FAA’s latest rules promise growth, and ergo opportunity for the software and hardware makers.

The US Federal Aviation Administration’s (FAA) new rules over commercial drone usage have come into force this week. The Agency predicts the relaxation of some restrictions could see a boom in the use of Unmanned Aerial Vehicles (UAVs), which means there’s a large opportunity for both makers of the drone, and companies supplying the right software.

FAA’s latest amendments to its drone rules still feature restrictions around the weight of the drone, flying at night, altitude, speed, flying near people or buildings, and remaining within line of sight. But the rules do remove some of the paperwork previously involved with the FAA’s Section 333 exemption process. The regulations require pilots to be certified in basic aviation safety, but not be a fully qualified pilot as was previously the case, so overall the process has made being a company that uses drones much easier.

As a result of the rule-change, the FAA expects 600,000 commercial drones to take to the skies over the next 12 months. Though the latest changes won’t lead to a sky filled with autonomous drones, it could help kick-start the industry into becoming the $80 billion behemoth some believe it can be.

Crucially, companies wishing to push the rules further – such as flying at night or Beyond Line of Sight [BLoS] – can apply for special exemption. PrecisionHawk - a fixed-wing drone company targeting the agriculture space - is one such company to gain a waiver, suggesting the FAA isn’t going to be a stickler for too long over the issue.

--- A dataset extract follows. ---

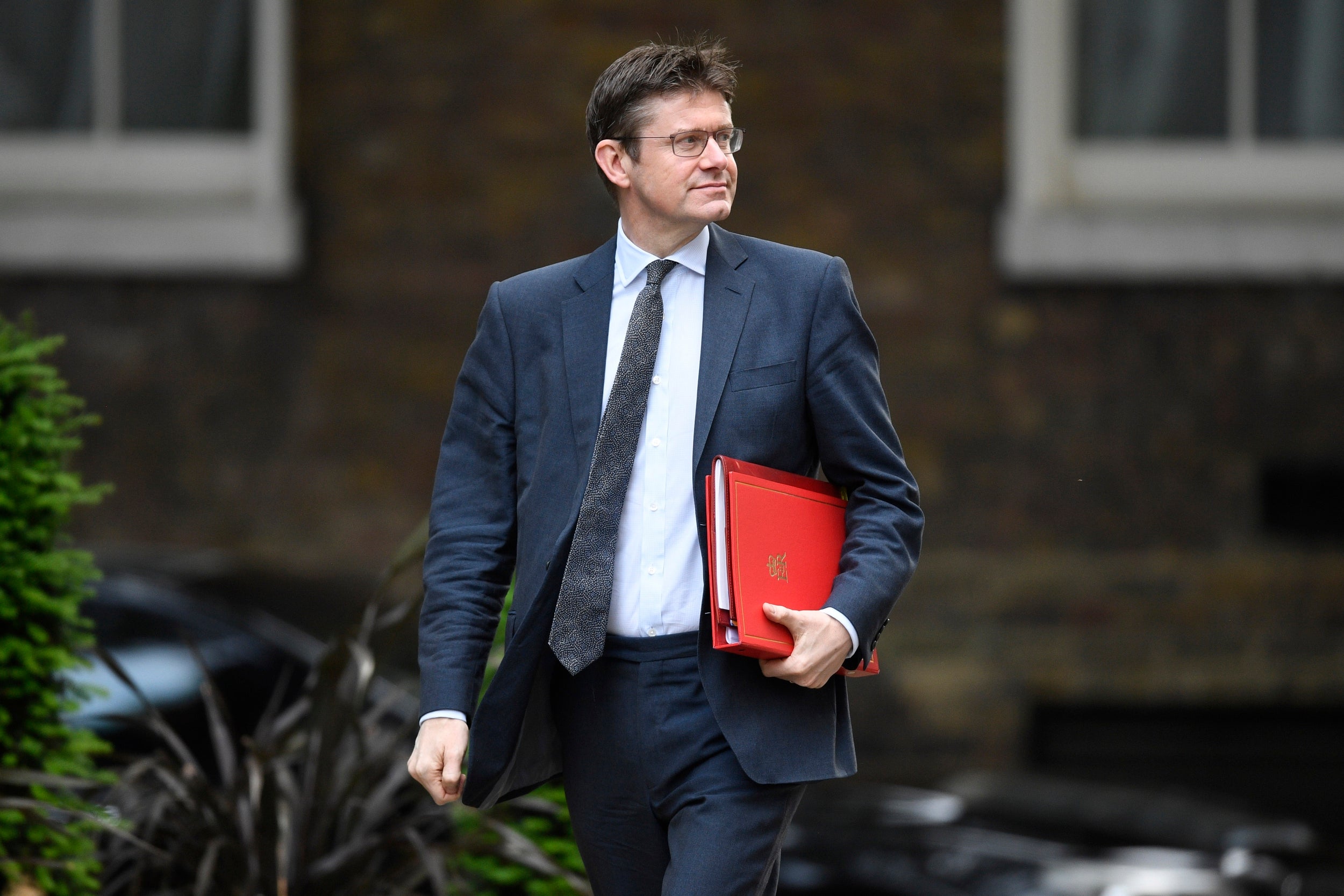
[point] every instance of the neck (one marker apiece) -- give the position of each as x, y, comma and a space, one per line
659, 238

A number of companies including Google, Amazon, Dominos, DHL, and Flirtey, are all exploring using UAVs for delivery; something which needs BLoS to create a scalable operation. 

While an increase in the number of commercial drones no doubts helps UAV manufacturers like DJI, Parrot, Intel, and numerous other companies, there’s also a large opportunity for the software companies. Autonomous flying, including pre-planned routes, sense-and-avoid, and fleet management are all in their early days and companies creating the right services could well find themselves well-place to benefit. Tractica Research predicts aerospace spending on AI could explode from less than $20 million today into the billions over the next ten years. Companies already providing software in the space could be well-placed to cash-in.